The North East - Landscape and Human Endeavour

The North East - Landscape and Human Endeavour

Smith, John

Its geology comprises a Jacob's coat of colours and textures, most memorably of
grey granite and red sandstone, the latter displayed in the glacially derived
soils of Mearns country and the landscape round and about Turriff. Granites are
majestically and architecturally displayed in the Cairngorms, in the many
abandoned granite quarries that stud the North East and on the eastern coastal
knuckle between Boddam and Bullers, there perversely for natives of the Granite
City, coloured pink. Geological contrasts, joints and bedding planes have
proferred ledges and yawns for skilful fisherfolk to anchor themselves in
seaboard nooks and crannies, while the kindlier and yielding sandstones have
bequeathed heavy but potentially productive soil for agricultural endeavours in
Angus. Elsewhere life was always more exacting and laborious, as melting ice
sheets discarded in their wake a mixed bag of boulder-ridden detritus as in
parts of lowland Buchan and coarse sands and gravels along the valleys of Ythan,
Deveron and Dee.

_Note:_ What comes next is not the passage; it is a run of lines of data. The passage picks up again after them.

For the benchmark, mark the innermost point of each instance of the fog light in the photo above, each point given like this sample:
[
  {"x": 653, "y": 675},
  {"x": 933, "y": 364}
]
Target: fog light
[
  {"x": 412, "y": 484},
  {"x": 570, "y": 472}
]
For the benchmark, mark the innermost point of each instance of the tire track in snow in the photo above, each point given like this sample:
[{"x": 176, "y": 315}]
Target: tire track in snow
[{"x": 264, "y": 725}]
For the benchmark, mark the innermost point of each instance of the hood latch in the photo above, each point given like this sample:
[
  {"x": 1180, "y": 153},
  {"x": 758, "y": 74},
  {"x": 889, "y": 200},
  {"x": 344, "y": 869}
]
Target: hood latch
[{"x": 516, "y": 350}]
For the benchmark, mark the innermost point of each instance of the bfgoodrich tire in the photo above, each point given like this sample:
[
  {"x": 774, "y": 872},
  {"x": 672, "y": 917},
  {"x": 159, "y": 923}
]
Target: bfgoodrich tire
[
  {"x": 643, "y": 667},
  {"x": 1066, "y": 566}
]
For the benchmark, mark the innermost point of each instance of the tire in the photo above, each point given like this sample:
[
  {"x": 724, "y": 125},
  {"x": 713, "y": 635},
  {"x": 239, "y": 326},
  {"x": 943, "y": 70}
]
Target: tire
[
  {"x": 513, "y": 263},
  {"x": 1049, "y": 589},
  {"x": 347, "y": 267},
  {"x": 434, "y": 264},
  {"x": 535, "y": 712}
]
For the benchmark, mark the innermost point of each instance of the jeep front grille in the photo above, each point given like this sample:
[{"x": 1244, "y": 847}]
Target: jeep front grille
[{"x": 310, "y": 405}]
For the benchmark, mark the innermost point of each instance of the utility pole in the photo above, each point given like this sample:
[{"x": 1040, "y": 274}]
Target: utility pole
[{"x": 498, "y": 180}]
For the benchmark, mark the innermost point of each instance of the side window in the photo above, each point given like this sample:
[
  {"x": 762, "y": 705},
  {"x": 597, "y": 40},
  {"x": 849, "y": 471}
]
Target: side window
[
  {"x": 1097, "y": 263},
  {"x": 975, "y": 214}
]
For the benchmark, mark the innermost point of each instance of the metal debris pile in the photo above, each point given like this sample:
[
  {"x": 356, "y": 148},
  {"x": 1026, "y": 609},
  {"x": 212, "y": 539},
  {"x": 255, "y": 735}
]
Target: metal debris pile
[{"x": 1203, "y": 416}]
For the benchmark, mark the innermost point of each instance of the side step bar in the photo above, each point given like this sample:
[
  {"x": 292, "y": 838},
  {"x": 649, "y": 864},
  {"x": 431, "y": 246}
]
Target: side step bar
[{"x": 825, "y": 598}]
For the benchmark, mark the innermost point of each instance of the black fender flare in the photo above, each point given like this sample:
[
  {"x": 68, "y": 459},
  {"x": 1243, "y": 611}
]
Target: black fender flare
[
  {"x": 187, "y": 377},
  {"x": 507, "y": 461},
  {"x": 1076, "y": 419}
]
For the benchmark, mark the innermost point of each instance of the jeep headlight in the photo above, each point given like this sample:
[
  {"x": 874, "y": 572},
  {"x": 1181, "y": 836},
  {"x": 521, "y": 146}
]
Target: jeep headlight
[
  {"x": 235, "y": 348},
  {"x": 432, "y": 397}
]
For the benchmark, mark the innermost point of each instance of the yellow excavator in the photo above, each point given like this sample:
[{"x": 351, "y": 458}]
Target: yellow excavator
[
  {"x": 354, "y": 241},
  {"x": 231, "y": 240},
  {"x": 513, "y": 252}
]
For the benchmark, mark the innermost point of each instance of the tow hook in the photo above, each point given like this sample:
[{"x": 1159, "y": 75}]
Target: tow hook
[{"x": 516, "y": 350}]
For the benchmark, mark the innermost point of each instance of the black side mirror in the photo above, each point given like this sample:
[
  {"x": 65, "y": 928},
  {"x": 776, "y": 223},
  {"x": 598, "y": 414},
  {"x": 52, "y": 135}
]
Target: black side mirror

The marked land use contrasts between the valleys of the Dee
and Don, summarised traditionally as fish and trees on the predominantly
gravel-based soils of the former as opposed to horn and corn on the softer
weathered soils of the Garioch reflect the differing geology's and glacial
histories. Where the land was bouldery or peat-covered and altitudinally low
enough to have a reasonable growing season, the farmers set to and struggled to
clear these impediments to agriculture, gradually reducing the former wilderness
to islands in a sea of small farms. Evidence of their efforts remain in the form
of stone clearance heaps and impressive consumption dykes - consuming the stones
brought up by land reclamation and cultivation. 5000 years earlier, their
prehistoric ancestors had manhandled carefully selected boulders to chosen sites
on summits with a good view to the south west. Their aim appears to have been to
construct a carefully coded stone circle to observe, celebrate and perhaps
predict the rhythm of the seasons - in short a lunar observatory. It is likely
that like their improving descendants of the eighteenth and early nineteenth
centuries these farmers and stock rearers had already developed a profound
affection and respect for the land that sustained them. As someone once astutely
observed, the North East has two voices, the land and the sea, and the sea is
the more powerful. Fisherfolk have ventured down to the shore - the High Shore
or the Low Shore, depending on the specific site topography - and have sought
the cod and the herring from open boats, with long line and net. Tucked in
beneath the cliffs, they looked to the sea only. Founder families sought
shorelines where, albeit exposed, the rocks and sediments were subject to slow
rates of change. Sandy shores with shallow water, mobile sediments and a paucity
of rocks to dry the fish were generally avoided. Like their invisible inland
neighbours working the land, fisher families developed an affection and a
respect for their place of work. Both developed a skill in harvesting their
respective resources, despite the rigours of weather and market vagaries. Modern
observers and commentators look back on times past with a mixture of nostalgia
and genuine respect. The North East landscape is one of Heinz-like variety over
short distances - both inland and coastal but two features continue to impress -
the way the men and women won the land and harvested the sea and an abiding
feature of Buchan and Angus in particular, are the big backcloth skies with
clouds piled up on the horizons. Truly the North East is an evocative place and
its geological skeleton its primeval stage.